A Monday report from the Centers for Disease Control and Prevention found that 58 percent of the U.S. had evidence of a prior coronavirus infection as of February, based on tens of thousands of blood samples. Sixty-six percent of the country is fully vaccinated and 46 percent of the population has been boosted, according to the CDC.
Globally, there are around 674,000 average Covid cases per day, though worldwide cases have declined 35 percent in the last two weeks, according to data from Johns Hopkins University. The World Health Organization recorded its lowest weekly global death total since March 2020 last week, at just over 15,000.
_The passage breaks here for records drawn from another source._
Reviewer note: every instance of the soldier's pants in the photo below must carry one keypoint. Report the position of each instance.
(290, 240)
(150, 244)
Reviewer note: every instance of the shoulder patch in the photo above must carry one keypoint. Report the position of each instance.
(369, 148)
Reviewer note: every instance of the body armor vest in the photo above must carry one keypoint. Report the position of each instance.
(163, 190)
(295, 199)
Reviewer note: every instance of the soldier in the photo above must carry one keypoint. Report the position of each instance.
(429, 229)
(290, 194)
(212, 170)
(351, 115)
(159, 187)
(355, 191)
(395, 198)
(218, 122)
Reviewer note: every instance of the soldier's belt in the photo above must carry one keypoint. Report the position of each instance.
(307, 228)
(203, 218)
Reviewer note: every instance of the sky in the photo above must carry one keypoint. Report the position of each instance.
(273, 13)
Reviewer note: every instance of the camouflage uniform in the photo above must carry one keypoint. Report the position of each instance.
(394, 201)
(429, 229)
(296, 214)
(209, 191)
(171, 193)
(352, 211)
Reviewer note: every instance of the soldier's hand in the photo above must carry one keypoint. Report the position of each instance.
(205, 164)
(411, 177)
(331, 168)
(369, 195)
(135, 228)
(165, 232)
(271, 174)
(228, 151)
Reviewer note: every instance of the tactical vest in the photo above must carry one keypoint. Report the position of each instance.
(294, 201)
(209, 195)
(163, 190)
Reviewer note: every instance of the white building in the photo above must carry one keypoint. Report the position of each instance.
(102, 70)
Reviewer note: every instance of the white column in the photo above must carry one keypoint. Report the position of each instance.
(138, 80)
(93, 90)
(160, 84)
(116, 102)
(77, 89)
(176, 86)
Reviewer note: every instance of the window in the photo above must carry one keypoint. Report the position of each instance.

However, WHO officials said in a Monday briefing that many more Covid deaths could still be prevented. Around 40 percent of the global population is not fully vaccinated, according to Our World in Data.
"We're in a different phase of this pandemic, certainly, but we are still very much in the middle of this pandemic," said Maria Van Kerkhove, the WHO's technical lead on Covid.
The risk of new, dangerous variants also persists, WHO leaders said. Insufficient testing and surveillance could make it difficult to spot new variants, they added.
"As many countries reduce testing, WHO is receiving less and less information about transmission and sequencing," WHO Director-General Tedros Adhanom Ghebreyesus said. "This makes us increasingly blind to patterns of transmission and evolution, but this virus won't go away just because countries stopped looking for it. It's still spreading, it's still changing, and it's still killing. The threat of a dangerous new variant remains very real."